Carro mais barato do mundo é lançado na Índia
O construtor de automóveis indiano Tata Motors apresentou ao mundo o seu novíssimo modelo, o Nano, que pretende ser o mais barato dos carros low cost, que começam a ser construídos nos países emergentes. Este veículo é um produto típico do atual surto de globalização da economia mundial, centrado no desenvolvimento galopante da China e da Índia. Na cerimônia inaugural, o pequeno modelo de quatro lugares surgiu entre os acordes do poema sinfônico de Richard Strauss, “Assim falou Zaratustra”, que foi tema musical de "2001: Odisseia do Espaço", de Stanley Kubrick, inspirando o patrão do imenso conglomerado, Ratan Tata, de 70 anos. Ele atribuiu a este lançamento importância para a história do automóvel comparável à do primeiro vôo dos irmãos Wright para a aviação ou da primeira alunagem para a aventura espacial.
O Nano, enésima reencarnação da idéia de "carro do povo", tem o preço de 100 mil rúpias, o equivalente a 2500 dólares (1700 euros) e vem dotado de um pequeno motor traseiro de 624 cm3, com potência equivalente a de muitas motos. Não tem vidros elétricos, nem climatização. Teoricamente poderá atingir os 105 km/h, mas, na prática, acabará restrito aos 50 km/h de velocidade média nas cidades indianas. O meio milhar de engenheiros indianos que o concebeu trabalhou com consultores alemães e italianos, para reduzir materiais, conteúdo tecnológico e peso do carro estritamente ao mínimo.
Ratan Tata, ciente da controvérsia que rodeou a apresentação deste modelo, respondeu àqueles que classificou de detratores, afirmando que o Nano respeitava "as exigências européias de segurança e de emissões de gases com efeito de estufa, poluindo muito menos do que os veículos de duas rodas, que saem actualmente das fábricas indianas." O senhor Tata comanda um imenso grupo empresarial, com 96 filiais setoriais, que vão da produção de chá à fabricação de caminhões, da siderurgia ao setor químico, da informática e telecomunicações aos serviços financeiros.

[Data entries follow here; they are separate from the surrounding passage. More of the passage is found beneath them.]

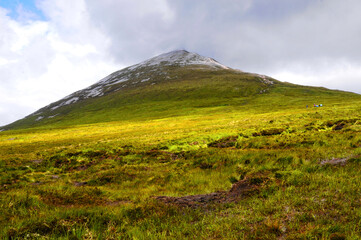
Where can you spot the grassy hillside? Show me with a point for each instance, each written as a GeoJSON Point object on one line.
{"type": "Point", "coordinates": [180, 91]}
{"type": "Point", "coordinates": [99, 172]}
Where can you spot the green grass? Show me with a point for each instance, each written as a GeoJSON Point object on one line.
{"type": "Point", "coordinates": [94, 177]}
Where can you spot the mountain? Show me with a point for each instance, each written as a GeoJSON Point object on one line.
{"type": "Point", "coordinates": [171, 84]}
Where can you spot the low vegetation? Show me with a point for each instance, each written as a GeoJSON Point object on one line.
{"type": "Point", "coordinates": [262, 167]}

A expectativa de vendas do Nano situa-se em um milhão de unidades ao ano. Este valor ganha a sua real dimensão se atentarmos ao fato de na Índia, com 1,1 bilhões de habitantes, circularem apenas 7 milhões de automóveis ( um carro para cada 157 indianos). Na China, a relação equivalente é de um automóvel para cada 38 chineses, enquanto na Europa e nos Estados Unidos da América circula um veículo por cada 2 habitantes.

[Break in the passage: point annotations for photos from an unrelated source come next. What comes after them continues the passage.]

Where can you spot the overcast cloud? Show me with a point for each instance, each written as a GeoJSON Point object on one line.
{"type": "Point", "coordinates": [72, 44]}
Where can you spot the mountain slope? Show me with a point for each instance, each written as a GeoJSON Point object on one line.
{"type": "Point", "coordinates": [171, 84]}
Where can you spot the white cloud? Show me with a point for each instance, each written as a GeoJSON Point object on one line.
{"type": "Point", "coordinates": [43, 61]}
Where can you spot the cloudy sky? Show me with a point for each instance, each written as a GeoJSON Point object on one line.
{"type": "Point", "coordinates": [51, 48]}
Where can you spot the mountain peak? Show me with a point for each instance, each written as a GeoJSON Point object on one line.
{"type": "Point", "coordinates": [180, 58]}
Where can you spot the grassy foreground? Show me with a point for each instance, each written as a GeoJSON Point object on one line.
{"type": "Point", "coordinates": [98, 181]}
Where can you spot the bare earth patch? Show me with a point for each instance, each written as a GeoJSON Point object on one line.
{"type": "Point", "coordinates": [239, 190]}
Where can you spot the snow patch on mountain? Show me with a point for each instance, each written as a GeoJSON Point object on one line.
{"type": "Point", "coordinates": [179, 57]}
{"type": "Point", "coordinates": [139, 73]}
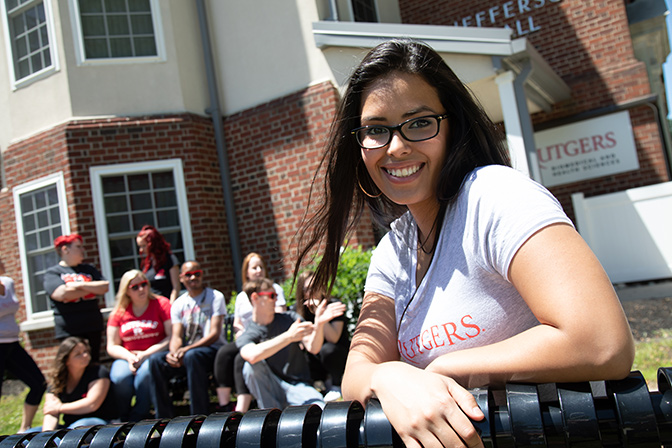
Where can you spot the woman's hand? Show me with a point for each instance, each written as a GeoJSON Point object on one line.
{"type": "Point", "coordinates": [52, 405]}
{"type": "Point", "coordinates": [326, 312]}
{"type": "Point", "coordinates": [426, 409]}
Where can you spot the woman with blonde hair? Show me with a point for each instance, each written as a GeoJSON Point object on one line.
{"type": "Point", "coordinates": [138, 327]}
{"type": "Point", "coordinates": [228, 363]}
{"type": "Point", "coordinates": [78, 389]}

Espera-se que, no decurso de 2008, a empresa chinesa Guangzhou Motors, aliada da indiana Xenitis, lance seu veículo popular, igualmente com o preço-alvo de 2500 dólares. No ano passado a economia chinesa cresceu 11,7%, enquanto a indiana avançava 9%. Embora se espere algum abrandamento no ritmo anual de crescimento econômico ao longo dos próximos cinco anos, é na Ásia e, em particular, nos dois colossos emergentes, que vai continuar a concentrar-se metade do crescimento real de todo o mundo. Até 2030, a Agência Internacional de Energia estima que o número de carros a circular na China se multiplicará por 7, atingindo 270 milhões de veículos.

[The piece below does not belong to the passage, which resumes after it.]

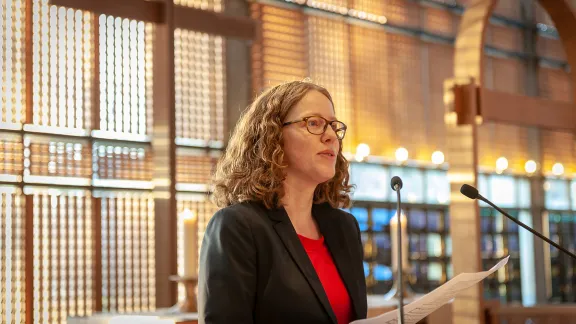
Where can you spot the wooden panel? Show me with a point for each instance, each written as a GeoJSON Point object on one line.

Esta evolução ilustra bem a pressão ambiental exercida já agora sobre as matérias-primas e os combustíveis pelas procuras conjugadas destas duas potências asiáticas. Bem como o agravamento dos custos ambientais desta cavalgada desenfreada, pressionada pelo acesso de centenas de milhões de pessoas ao estatuto cosmopolita da classe média, sem que, entretanto, se tenham tomado as medidas necessárias para evitar as piores práticas poluidoras do estilo de vida e de produção ocidentais. A multiplicação de veículos privados, acessíveis a cada vez maior número de famílias, só agrava um fenômeno, até agora incontrolado.